Down Syndrome and Pulmonary Hypertension
Usha S. Krishnan, MD, DM, FAHA
Professor, Pediatrics (Cardiology) at CUMC
Associate Director, Pulmonary Hypertension Center
Columbia University Irving Medical Center
New York, NY 10032
“My baby has already been seen by her cardiologist, so why are we seeing another cardiologist?” This is a very common question I am asked, when I consult on a child with Down syndrome and pulmonary hypertension. Most infants with Down syndrome (DS) in the current era have been diagnosed prenatally and families do know what to expect with regards to congenital heart disease, hypothyroidism, gut abnormalities etc. But pulmonary hypertension is something that really cannot be predicted with prenatal echocardiography or ultrasound scans or by any other form of routine testing.
What is pulmonary hypertension? Simply speaking, it means high blood pressures in the pulmonary arteries. When we speak of high blood pressures in an adult, we are referring to pressures in the aorta and its branches, something we can measure using a BP cuff around the arm or leg. But pulmonary hypertension (PH) refers to high pressures in the pulmonary arteries which take blood from the right ventricle to the lungs. The only way to suspect PH is by doing an echocardiogram where the cardiologist gets indirect evidence of increased pressures in the right side of the heart and pulmonary arteries. PH can be confirmed by cardiac catheterization where the pressures are directly measured in the “Cath lab” and the child is usually under anesthesia for the procedure.
There are multiple reasons why children with Down syndrome develop PH. Firstly, they may have persistent PH of the newborn. All babies are born with high pressures in the right side of the heart. But in most babies, this comes down rapidly to normal levels (of 20% of the left sided pressures) in a few days to a few weeks. If the normal decrease in right sided pressures does not happen (due to various newborn causes including DS), we call this condition as persistent PH of the newborn or PPHN. Often this may just represent a delay in the normal process and the baby recovers after initial intensive care and don’t need long-term PH medications. In some infants, the pressures do not come down and they may need specific testing and directed therapies for their PH.

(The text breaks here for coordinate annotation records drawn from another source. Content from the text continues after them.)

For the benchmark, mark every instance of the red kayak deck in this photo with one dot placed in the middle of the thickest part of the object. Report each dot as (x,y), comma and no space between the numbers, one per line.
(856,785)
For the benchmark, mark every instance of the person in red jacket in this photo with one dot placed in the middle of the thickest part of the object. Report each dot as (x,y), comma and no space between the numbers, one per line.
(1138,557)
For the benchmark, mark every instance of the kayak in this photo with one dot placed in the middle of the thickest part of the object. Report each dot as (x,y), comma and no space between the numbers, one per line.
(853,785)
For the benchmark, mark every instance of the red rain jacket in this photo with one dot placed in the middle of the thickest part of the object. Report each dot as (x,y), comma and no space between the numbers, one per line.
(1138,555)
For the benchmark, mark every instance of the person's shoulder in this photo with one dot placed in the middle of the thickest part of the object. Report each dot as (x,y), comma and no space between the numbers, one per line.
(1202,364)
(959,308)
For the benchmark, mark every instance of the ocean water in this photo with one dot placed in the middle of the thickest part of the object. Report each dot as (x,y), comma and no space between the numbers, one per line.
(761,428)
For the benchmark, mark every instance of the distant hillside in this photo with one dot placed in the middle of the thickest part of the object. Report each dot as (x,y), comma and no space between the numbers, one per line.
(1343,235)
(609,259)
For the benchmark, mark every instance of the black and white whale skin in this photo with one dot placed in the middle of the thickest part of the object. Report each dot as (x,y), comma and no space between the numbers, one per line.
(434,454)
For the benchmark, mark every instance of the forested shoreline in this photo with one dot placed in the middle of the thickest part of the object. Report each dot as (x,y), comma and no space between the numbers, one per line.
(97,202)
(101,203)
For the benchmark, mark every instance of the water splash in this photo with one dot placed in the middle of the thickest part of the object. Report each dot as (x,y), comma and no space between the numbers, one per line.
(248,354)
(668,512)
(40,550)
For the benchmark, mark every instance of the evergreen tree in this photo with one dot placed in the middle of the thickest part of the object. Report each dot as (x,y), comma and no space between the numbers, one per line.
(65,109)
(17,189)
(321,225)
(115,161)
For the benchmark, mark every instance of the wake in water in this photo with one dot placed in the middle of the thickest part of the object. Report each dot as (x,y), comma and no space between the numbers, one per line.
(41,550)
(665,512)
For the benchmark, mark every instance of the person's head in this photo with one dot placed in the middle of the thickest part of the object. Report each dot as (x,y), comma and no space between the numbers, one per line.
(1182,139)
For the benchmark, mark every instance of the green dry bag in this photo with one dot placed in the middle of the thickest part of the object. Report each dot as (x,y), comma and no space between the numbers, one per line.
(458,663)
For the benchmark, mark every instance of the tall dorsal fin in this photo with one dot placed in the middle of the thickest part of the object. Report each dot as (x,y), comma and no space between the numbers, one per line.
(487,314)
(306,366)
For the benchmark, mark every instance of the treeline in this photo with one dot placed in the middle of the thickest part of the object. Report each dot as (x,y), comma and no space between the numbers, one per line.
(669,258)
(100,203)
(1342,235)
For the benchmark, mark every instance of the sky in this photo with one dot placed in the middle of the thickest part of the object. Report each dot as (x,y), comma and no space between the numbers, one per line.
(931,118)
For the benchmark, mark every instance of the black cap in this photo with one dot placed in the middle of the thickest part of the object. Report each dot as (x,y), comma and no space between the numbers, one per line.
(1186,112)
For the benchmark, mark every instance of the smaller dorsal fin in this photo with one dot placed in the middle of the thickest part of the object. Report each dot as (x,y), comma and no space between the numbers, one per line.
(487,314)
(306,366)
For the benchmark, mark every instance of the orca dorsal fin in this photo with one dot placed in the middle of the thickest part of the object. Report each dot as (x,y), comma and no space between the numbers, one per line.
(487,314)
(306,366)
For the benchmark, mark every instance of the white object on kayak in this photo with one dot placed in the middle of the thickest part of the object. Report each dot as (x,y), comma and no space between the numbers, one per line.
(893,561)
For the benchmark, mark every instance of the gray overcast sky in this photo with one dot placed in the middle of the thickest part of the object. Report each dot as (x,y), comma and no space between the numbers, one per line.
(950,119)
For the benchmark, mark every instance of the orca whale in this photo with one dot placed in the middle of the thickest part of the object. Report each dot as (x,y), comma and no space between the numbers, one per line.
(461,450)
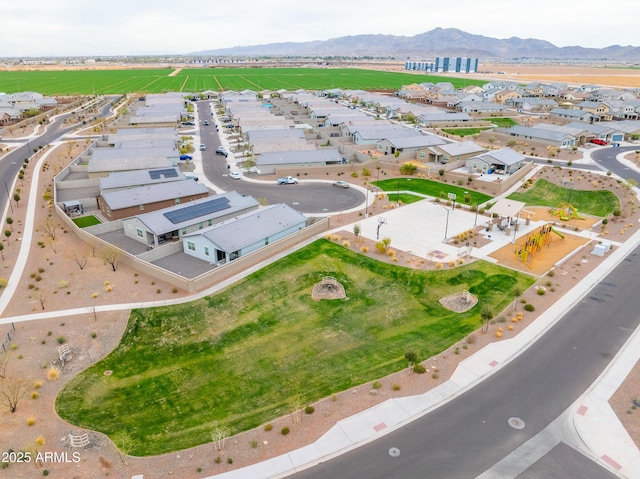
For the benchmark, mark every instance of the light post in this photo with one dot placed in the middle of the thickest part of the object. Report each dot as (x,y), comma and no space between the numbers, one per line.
(381,221)
(366,208)
(446,226)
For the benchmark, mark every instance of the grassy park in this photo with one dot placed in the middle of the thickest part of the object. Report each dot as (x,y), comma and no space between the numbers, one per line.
(430,188)
(238,357)
(103,82)
(544,193)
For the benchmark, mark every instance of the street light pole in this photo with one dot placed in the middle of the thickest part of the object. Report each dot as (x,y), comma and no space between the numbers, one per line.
(446,226)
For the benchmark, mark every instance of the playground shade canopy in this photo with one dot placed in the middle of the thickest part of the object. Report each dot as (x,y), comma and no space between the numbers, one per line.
(506,208)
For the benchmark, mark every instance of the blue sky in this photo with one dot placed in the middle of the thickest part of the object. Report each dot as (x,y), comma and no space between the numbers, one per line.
(135,27)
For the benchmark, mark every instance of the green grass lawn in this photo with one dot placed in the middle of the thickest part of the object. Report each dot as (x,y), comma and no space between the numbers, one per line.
(544,193)
(85,221)
(236,358)
(104,82)
(430,188)
(464,131)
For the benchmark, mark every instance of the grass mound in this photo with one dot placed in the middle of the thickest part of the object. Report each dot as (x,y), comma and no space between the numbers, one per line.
(236,358)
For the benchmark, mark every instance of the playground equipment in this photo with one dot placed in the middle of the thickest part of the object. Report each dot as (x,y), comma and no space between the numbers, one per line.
(565,211)
(534,243)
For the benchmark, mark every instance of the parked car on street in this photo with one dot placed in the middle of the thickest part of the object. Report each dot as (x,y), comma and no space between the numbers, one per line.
(288,180)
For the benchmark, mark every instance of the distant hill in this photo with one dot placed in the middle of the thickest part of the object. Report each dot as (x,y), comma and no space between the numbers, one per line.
(437,42)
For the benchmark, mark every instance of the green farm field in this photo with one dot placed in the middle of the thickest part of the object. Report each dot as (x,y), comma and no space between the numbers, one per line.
(102,82)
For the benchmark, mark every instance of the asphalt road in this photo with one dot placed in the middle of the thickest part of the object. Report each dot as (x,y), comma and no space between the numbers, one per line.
(468,435)
(10,165)
(313,198)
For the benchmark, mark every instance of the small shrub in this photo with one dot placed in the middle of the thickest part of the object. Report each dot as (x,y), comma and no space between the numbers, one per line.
(53,374)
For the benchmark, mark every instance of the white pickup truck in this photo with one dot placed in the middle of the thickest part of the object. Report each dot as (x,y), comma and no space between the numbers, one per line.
(288,180)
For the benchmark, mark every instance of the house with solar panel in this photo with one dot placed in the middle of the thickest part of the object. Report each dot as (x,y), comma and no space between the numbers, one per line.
(156,227)
(238,236)
(128,193)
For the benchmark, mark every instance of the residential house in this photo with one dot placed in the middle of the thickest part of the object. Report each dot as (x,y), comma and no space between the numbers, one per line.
(156,227)
(504,161)
(236,237)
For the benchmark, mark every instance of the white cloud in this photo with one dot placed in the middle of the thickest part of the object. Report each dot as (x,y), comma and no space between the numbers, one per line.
(118,27)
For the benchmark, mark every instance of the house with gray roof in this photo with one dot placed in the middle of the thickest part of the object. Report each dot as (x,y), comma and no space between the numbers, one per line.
(132,179)
(557,138)
(408,144)
(429,119)
(103,161)
(268,162)
(118,204)
(578,115)
(504,161)
(450,152)
(177,221)
(241,235)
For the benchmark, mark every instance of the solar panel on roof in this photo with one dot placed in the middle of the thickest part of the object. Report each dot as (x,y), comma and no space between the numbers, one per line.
(167,173)
(194,211)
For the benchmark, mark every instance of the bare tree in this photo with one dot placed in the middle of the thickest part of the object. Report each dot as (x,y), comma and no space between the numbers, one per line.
(50,227)
(111,256)
(219,434)
(11,391)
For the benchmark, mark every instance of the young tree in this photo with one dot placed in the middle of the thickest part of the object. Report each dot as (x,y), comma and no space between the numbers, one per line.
(219,434)
(356,230)
(411,357)
(11,391)
(50,227)
(111,256)
(125,444)
(295,405)
(486,314)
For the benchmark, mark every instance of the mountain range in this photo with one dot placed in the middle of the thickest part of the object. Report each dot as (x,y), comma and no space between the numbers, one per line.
(437,42)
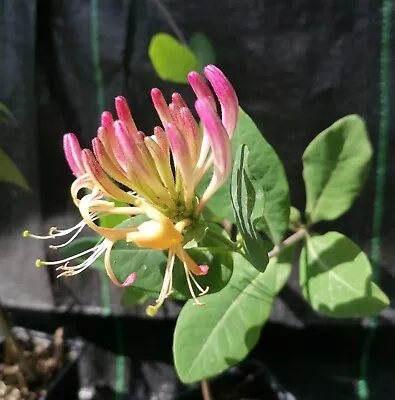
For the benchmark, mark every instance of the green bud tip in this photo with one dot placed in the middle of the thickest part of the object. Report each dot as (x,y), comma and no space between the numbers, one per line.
(151,311)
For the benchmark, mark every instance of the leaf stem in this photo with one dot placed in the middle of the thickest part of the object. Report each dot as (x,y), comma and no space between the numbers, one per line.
(171,21)
(206,394)
(289,241)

Nearly half of all infants with DS have heart defects, commonly, patent ductus arteriosus, ventricular septal defect or atrioventricular septal defects. Babies with large PDA or VSD with DS can develop PH early because of large shunts and may need earlier surgery than non -DS infants. Atrioventricular septal defects are caused by failure of complete formation of the walls between the two sides of the heart and separation into right and left atrioventricular valves. The baby often develops symptoms very early and may need a lot of help with feeding, breathing and growth. They usually need surgery in the first 2-6 months of life. These infants develop PH because of excessive blood flow to the lungs from the shunts within the heart. After surgery, they may have residual defects and the pulmonary hypertension may persist. When an infant has congenital heart disease involving elevated pressures in the left side of the heart they can develop PH because of backpressure into the pulmonary capillaries within the lungs. At baseline or after surgery, if there is significant mitral valve regurgitation (leaking) or valve narrowing, or if there is narrowing of the pulmonary veins coming to the left atrium, there is back pressure into the lungs, causing PH. These children may need reoperation to fix the mitral valve or pulmonary veins as the case may be.
Even without congenital heart disease, babies with DS can have PH. They are often born with immature lungs, lungs which have not developed normally (hypoplastic lungs or simplified alveoli), or lungs with subpleural cysts in them. Because of abnormal lungs, they are prone to infections leading to further lung damage, leading to inflammation and secondary PH. Infants with DS may have bronchomalacia, where the larger airways may collapse (because they are softer), and this can lead to collapse of the lungs beyond, leading to inflammation and PH. Older children with DS often develop enlarged tonsils and adenoids or their large tongue may obstruct the airways during sleep and they can develop obstructive sleep apnea, which results in PH. These children may need their tonsils and adenoids removed and older patients may need CPAP to keep their airways open and prevent obstructive sleep apnea.
Infants and children with DS often also have gastroesophageal reflux (GER), which causes stomach acid/ and foods to come up the food-pipe, and sometimes enter the airways. This leads to aspiration pneumonias and lung infections and damage with associated PH.
So, in answer to the question, why are you seeing my child, I do give a detailed explanation to my families, and also evaluate for these issues which may impact the care of a child with DS and PH.